A coroner on Wednesday said a megachurch run by popular Nigerian preacher TB Joshua was criminally negligent and should be prosecuted after a building collapse killed 116, most of them South Africans.

“The church must be investigated and prosecuted for not obtaining the relevant approval before embarking on the construction of the building,” Oyetade Komolafe said in his ruling on last year’s tragedy.

“The church was culpable because of criminal negligence resulting in the death of the victims.”

The coroner’s inquest was called to determine the circumstances of the collapse of the guesthouse for foreign followers of Joshua’s Synagogue Church of All Nations (SCOAN) on September 12 last year.

Eighty-one of the dead were South African visitors to the Lagos church.

Joshua, a self-styled faith healer known to his followers as “The Prophet” and “The Man of God”, claimed in the immediate aftermath that aerial sabotage or an explosion may have caused the collapse.

But a string of expert witnesses ruled out the theory. The hearing was told the guesthouse did not have planning permission and that extra floors were being added to the building at the time.

Komolafe also dismissed Joshua’s claims in his ruling, which recorded that the victims likely died from multiple injuries, including fractured skulls, caused by the collapse.

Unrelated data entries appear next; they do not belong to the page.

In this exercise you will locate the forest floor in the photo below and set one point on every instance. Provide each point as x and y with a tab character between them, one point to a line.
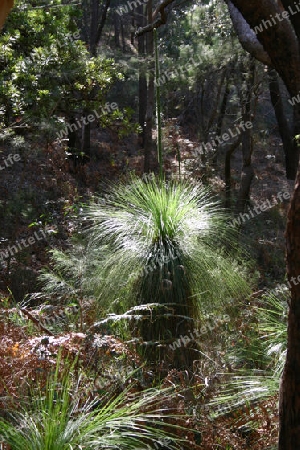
45	191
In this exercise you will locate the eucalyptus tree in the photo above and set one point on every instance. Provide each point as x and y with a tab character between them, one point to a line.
270	31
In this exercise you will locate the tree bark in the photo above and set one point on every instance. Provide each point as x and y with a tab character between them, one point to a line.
148	141
285	130
247	144
289	406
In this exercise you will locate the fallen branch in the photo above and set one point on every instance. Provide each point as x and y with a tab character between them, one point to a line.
36	321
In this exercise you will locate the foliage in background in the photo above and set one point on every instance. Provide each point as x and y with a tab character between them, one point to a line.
60	416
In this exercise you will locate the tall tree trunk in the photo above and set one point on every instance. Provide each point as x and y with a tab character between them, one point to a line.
228	153
141	22
148	141
284	128
117	30
247	145
289	404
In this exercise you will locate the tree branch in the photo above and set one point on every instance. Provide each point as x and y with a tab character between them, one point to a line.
246	35
158	21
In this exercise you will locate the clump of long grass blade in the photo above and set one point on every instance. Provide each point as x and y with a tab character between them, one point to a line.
240	390
57	419
72	272
248	385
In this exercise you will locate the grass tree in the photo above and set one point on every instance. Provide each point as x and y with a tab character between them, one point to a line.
168	247
57	418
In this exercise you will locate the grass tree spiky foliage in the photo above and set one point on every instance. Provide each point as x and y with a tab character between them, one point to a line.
57	419
168	247
247	385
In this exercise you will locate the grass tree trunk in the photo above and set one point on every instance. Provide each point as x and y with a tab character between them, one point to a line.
168	329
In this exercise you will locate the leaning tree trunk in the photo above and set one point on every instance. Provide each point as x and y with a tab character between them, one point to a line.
286	132
289	405
247	146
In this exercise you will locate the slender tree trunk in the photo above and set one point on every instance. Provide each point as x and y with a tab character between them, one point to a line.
86	142
289	405
228	154
284	128
141	22
148	141
117	30
247	145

“The collapse was as a result of structural failures,” he said, calling for the prosecution of the two engineers used by the church.

Supporters of Joshua gathered outside the court in anticipation of the ruling but there was again no sign of the preacher and televangelist.

Komolafe noted that of the 32 witnesses called, Joshua, who counts powerful politicians across Africa among his flock, was the only one not to turn up.

“Among the individuals and organisations summoned, only Prophet TB Joshua refused to testify,” he told the court.

“He went to court, challenged the jurisdiction of the coroner to summon him and the high court ruled he should come. But he still went ahead to the appeal court to challenge the ruling.”